Auf einem Rundweg kann man den Berg und seine Bezugspunkte kennenlernen. Seine Bedeutung jedoch geht weit über die eines Naturrefugiums und Wanderziels hinaus.

Wandern und Natur im Wolfhager Land

Der Berg kann heute in erster Linie als Naturerlebnis genossen werden. Der Themenweg Eco-Pfad Kloster Hasungen bezieht alle relevanten Ziele ein. Während man den Berg von Burghasungen aus über die Rückseite besteigt, passiert man die Bergbühne und gelangt schließlich auf ein Plateau, wo schöne Panoramen auf naturhungrige Augen warten.

Auf dem Burghasunger Berg

Auf dem Berg befinden sich wenige Reste des Klosters und eines Turmes, ein Teich, verschiedene Gedenk- und Infotafeln und das Heimerad-Kreuz. Beim Abstieg wiederum passiert man die evangelische Dorfkirche, ehe der Weg zurück zum Ausgangspunkt am Museum Kloster Hasungen führt.

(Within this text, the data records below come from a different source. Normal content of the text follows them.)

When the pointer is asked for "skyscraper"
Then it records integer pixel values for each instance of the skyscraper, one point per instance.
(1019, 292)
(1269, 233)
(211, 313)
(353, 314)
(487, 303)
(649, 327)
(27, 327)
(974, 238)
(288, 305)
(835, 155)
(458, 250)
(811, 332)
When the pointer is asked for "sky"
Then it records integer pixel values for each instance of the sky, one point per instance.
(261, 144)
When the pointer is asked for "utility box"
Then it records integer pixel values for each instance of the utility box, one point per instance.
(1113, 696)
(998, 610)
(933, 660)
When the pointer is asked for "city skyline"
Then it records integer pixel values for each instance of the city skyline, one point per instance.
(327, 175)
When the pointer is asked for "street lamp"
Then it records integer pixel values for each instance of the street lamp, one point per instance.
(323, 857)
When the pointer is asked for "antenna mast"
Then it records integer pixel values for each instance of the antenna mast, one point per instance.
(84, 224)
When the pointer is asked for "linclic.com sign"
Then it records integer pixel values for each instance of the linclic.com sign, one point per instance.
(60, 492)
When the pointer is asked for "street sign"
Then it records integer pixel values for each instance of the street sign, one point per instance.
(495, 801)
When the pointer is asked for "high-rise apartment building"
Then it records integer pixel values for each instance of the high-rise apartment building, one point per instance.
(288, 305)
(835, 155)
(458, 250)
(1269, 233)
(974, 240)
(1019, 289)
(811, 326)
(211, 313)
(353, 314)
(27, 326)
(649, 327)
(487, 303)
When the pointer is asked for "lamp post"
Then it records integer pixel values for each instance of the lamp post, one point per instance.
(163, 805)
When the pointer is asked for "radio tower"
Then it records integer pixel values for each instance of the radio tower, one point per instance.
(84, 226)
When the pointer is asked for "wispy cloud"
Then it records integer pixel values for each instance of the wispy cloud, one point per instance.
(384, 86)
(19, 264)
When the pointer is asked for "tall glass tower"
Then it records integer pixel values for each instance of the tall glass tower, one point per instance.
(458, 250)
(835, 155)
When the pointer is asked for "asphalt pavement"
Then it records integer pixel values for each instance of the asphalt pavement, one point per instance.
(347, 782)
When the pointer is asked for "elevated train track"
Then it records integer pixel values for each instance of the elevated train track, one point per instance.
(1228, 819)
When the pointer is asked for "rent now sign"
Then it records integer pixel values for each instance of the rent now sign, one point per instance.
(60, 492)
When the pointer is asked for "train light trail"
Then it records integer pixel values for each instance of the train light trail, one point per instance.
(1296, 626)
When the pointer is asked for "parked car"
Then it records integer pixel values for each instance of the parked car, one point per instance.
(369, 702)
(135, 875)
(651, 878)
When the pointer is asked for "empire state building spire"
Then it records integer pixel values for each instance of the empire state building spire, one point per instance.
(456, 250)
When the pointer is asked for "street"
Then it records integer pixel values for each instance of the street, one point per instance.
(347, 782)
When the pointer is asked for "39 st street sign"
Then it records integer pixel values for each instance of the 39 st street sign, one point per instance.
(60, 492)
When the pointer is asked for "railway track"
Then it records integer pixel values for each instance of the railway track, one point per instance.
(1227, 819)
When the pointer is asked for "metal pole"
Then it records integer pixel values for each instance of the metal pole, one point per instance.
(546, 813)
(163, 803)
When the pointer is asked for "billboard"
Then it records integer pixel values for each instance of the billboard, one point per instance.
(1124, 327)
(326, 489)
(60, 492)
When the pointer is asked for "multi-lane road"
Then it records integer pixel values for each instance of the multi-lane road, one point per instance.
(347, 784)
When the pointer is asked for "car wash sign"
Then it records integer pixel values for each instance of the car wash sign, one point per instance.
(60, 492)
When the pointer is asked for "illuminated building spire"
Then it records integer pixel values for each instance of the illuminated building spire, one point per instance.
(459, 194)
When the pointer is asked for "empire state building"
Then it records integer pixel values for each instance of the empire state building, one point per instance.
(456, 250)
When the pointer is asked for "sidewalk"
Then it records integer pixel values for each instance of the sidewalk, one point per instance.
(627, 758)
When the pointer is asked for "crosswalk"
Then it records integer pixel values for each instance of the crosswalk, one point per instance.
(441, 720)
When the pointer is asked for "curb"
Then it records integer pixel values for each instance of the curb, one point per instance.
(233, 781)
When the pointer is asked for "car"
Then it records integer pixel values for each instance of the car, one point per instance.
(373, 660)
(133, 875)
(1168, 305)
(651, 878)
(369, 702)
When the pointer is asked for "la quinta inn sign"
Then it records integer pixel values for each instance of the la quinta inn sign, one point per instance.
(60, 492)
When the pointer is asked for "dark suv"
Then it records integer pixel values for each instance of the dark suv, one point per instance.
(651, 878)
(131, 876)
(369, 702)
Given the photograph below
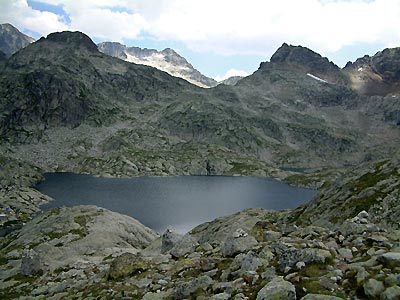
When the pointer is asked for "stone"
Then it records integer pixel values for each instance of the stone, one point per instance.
(185, 246)
(221, 296)
(345, 253)
(363, 215)
(126, 265)
(240, 296)
(373, 288)
(169, 239)
(185, 289)
(271, 236)
(233, 246)
(277, 289)
(251, 262)
(393, 279)
(31, 264)
(161, 295)
(319, 297)
(390, 259)
(391, 293)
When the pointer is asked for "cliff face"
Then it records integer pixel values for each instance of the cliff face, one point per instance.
(166, 60)
(12, 40)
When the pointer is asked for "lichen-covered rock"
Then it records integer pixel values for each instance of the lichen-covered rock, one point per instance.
(169, 240)
(183, 290)
(277, 289)
(31, 264)
(221, 296)
(235, 245)
(391, 293)
(319, 297)
(390, 258)
(186, 245)
(373, 288)
(126, 265)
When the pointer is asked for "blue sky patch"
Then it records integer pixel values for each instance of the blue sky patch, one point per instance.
(56, 9)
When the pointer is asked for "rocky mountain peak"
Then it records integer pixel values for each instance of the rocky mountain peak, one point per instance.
(72, 39)
(304, 57)
(12, 40)
(376, 75)
(167, 60)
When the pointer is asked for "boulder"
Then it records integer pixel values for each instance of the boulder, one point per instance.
(235, 245)
(221, 296)
(126, 265)
(319, 297)
(390, 259)
(169, 240)
(31, 264)
(185, 289)
(277, 289)
(373, 288)
(391, 293)
(185, 246)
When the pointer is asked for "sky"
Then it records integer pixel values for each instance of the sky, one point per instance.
(220, 38)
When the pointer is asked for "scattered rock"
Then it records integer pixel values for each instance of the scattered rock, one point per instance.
(235, 245)
(169, 240)
(126, 265)
(185, 246)
(390, 258)
(277, 289)
(391, 293)
(31, 264)
(373, 288)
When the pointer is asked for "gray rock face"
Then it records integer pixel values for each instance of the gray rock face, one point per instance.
(277, 289)
(373, 288)
(391, 293)
(126, 265)
(169, 240)
(319, 297)
(12, 40)
(186, 245)
(390, 258)
(166, 60)
(233, 246)
(82, 233)
(185, 289)
(31, 264)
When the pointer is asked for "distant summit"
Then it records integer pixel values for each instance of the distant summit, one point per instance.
(376, 75)
(12, 40)
(72, 39)
(166, 60)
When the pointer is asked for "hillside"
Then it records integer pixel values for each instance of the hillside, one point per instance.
(166, 60)
(12, 40)
(65, 106)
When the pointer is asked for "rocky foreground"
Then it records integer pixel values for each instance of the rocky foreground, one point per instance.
(88, 252)
(344, 244)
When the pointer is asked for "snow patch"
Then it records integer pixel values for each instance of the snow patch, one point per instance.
(316, 78)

Wie kam es zu dieser besonderen Situation des Burghasunger Berges? Um das zu verstehen, muss die Uhr um über 1000 Jahre zurück gedreht werden in die Zeit der Ottonen im Heiligen Römischen Reich deutscher Nation, als die Kirche noch vor der Spaltung in römische Kirche und östliche Orthodoxien in Einheit bestand.

Als sich dem heiligen Heimerad der Himmel öffnete

Vermutlich war es im Jahr 1016, als am Fuß des Hasunger Berges ein ziemlich zerlumpter Pilger stand. Wahrscheinlich hat ihn niemand aus dem Dorf vorher je gesehen und besonders vertrauenserweckend sah er vermutlich auch nicht aus. Sein Anliegen: er bat um Aufnahme im Dorf, um sich auf dem Hasunger Berg niederlassen zu können, nachdem er eine Eingebung hatte.

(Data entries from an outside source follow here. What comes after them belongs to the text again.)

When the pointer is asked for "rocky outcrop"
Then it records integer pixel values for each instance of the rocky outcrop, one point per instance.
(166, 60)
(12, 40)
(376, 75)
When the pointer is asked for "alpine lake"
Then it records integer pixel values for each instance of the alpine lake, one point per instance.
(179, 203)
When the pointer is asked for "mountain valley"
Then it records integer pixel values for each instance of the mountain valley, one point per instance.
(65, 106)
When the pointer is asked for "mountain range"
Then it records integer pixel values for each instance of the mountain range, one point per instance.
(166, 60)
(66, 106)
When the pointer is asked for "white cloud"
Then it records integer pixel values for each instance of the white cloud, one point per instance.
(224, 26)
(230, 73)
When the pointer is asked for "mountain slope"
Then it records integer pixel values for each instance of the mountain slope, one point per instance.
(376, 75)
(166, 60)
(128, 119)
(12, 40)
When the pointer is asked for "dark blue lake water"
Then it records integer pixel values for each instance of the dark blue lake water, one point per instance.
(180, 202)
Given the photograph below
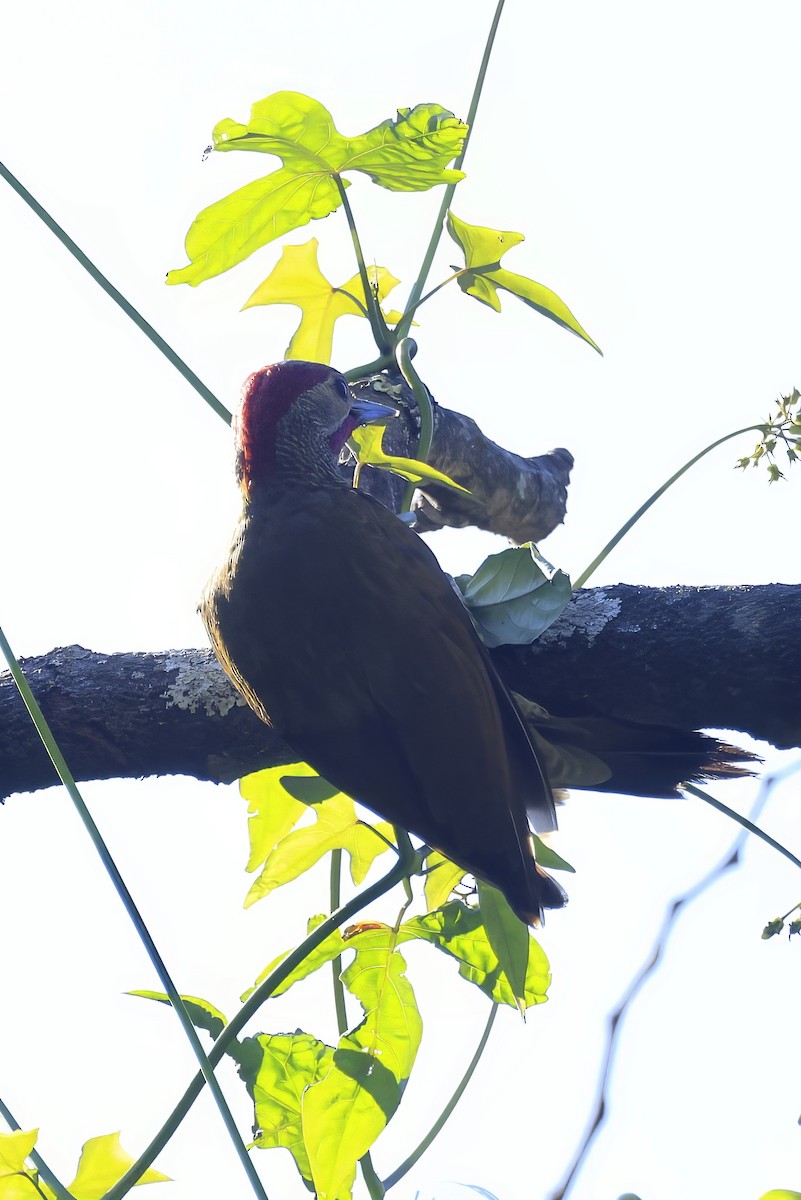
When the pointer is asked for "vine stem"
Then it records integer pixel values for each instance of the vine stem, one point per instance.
(116, 297)
(404, 324)
(420, 1150)
(425, 407)
(740, 820)
(336, 964)
(615, 1023)
(121, 889)
(396, 875)
(632, 521)
(380, 333)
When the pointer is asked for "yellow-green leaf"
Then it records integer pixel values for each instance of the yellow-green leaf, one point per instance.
(485, 247)
(291, 1062)
(407, 154)
(16, 1179)
(344, 1114)
(203, 1014)
(297, 280)
(102, 1163)
(325, 952)
(341, 1120)
(441, 876)
(507, 936)
(458, 930)
(337, 827)
(14, 1149)
(273, 811)
(367, 444)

[…] sobald er jenen Berg betrachtete, nicht anders vorgekommen sei, als wenn er das Innere des Himmels betrachten würde. […] Weil er sich also aufgrund dieser Vision dessen sicher war, dass ihm dieser Ort vom Himmel vorherbestimmt gewesen sei, bat er die Bewohner, es möge ihm das Recht zugestanden werden, auf dem Berg zu wohnen. Was er, als sie ihm dies gewährt hatten, dort an Anstrengung, was an Schweiß aufgewendet hat, wie er ganz im Dienst für Gott aufgegangen ist, wie häufig er im Gebet verweilt hat, wie beharrlich er bei der Lesung, wie freigebig beim Almosenspenden, wie mitfühlend gegenüber den im Elend Lebenden, wie umgänglich er gegenüber allen gewesen ist, auf welche Weise er seinen Körper mit Fasten und mit Nachtwachen zermürbt hat, wie er sein Fleisch samt den Lastern und Begierden gekreuzigt hat, danach mögen diejenigen, die uns den Glauben verweigern, die Wunder befragen.

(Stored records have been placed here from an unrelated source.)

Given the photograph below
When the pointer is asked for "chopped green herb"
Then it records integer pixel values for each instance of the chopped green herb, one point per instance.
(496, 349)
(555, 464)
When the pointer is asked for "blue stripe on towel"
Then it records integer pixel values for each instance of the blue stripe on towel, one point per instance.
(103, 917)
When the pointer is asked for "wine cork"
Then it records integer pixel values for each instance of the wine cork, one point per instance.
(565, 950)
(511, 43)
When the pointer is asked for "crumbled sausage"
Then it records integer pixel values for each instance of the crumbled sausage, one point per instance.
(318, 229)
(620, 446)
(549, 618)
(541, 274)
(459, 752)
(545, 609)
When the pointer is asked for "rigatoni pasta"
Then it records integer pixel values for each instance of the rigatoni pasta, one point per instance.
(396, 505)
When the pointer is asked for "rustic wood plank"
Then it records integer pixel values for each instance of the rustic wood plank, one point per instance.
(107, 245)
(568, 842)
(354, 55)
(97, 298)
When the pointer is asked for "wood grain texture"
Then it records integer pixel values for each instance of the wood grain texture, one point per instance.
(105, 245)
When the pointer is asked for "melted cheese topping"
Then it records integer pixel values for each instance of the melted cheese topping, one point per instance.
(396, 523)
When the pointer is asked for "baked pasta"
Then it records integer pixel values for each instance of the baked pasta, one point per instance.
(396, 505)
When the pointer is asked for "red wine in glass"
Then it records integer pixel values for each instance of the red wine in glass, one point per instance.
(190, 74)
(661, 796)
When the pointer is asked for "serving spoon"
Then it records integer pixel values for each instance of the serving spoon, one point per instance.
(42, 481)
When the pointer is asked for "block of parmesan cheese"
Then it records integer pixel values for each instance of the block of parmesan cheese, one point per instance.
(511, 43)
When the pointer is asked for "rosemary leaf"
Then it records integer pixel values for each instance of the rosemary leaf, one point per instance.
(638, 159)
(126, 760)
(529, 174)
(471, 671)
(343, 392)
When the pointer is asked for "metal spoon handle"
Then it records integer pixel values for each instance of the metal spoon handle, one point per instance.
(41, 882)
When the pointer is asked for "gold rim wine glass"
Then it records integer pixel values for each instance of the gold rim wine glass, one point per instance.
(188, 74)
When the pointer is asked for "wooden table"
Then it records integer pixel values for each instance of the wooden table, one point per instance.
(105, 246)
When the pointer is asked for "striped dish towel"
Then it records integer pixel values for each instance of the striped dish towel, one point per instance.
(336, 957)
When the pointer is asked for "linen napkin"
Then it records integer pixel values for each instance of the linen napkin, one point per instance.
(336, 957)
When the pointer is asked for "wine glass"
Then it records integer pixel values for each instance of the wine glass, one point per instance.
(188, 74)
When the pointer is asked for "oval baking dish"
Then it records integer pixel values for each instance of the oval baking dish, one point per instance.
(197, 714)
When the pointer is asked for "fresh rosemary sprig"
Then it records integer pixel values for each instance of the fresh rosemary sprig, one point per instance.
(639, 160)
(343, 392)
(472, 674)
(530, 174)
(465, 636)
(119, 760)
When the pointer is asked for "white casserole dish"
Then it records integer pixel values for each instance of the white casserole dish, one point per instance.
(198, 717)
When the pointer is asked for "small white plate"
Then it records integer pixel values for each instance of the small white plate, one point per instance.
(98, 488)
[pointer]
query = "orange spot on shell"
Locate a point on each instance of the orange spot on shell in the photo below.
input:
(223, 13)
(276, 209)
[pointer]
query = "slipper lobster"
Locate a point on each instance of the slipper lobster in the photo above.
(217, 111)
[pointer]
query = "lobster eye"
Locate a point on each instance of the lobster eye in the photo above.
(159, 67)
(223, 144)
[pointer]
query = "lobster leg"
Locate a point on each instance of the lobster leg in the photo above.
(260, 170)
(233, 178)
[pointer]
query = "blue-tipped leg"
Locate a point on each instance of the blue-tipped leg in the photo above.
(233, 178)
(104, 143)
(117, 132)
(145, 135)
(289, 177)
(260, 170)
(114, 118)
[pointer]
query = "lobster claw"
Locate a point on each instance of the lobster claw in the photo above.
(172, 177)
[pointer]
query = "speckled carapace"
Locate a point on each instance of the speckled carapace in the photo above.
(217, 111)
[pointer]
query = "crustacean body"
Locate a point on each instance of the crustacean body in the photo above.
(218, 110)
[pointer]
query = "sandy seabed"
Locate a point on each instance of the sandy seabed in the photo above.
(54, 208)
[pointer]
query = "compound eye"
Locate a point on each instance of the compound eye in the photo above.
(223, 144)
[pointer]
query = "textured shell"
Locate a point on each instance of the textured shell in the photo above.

Aus der Vita Heimeradi des Mönches Ekkebert von Hersfeld, Übersetzung: Ewald Kurtz, zitiert nach C. Witt: Der heilige Heimrad von Meßkirch, Meßkirch 2009


Wie kam er hierher? Der heilige Heimerad stammt aus Meßkirch, wie Ekkebert aus dem Kloster Hersfeld in seiner „Vita Heimeradi“ berichtet. Dort war er eine Art Hauspriester in einem Adelshaus, konnte sich aber mit der dort gepflegten Form des geistlichen Lebens nicht anfreunden. Er wollte Ernst machen mit der Sache Christi.

Heimerad ließ Heimat, Familie und Habe in Meßkirch hinter sich und ging auf Pilgerschaft, um das Leben mit den Armen auf der Straße zu teilen. Er wollte dem biblischem Gebot folgen „außer einem Wanderstab nichts auf den Weg mitzunehmen, kein Brot, keine Vorratstasche, kein Geld im Gürtel, kein zweites Hemd und an den Füßen nur Sandalen“ (Mk 6,8-9).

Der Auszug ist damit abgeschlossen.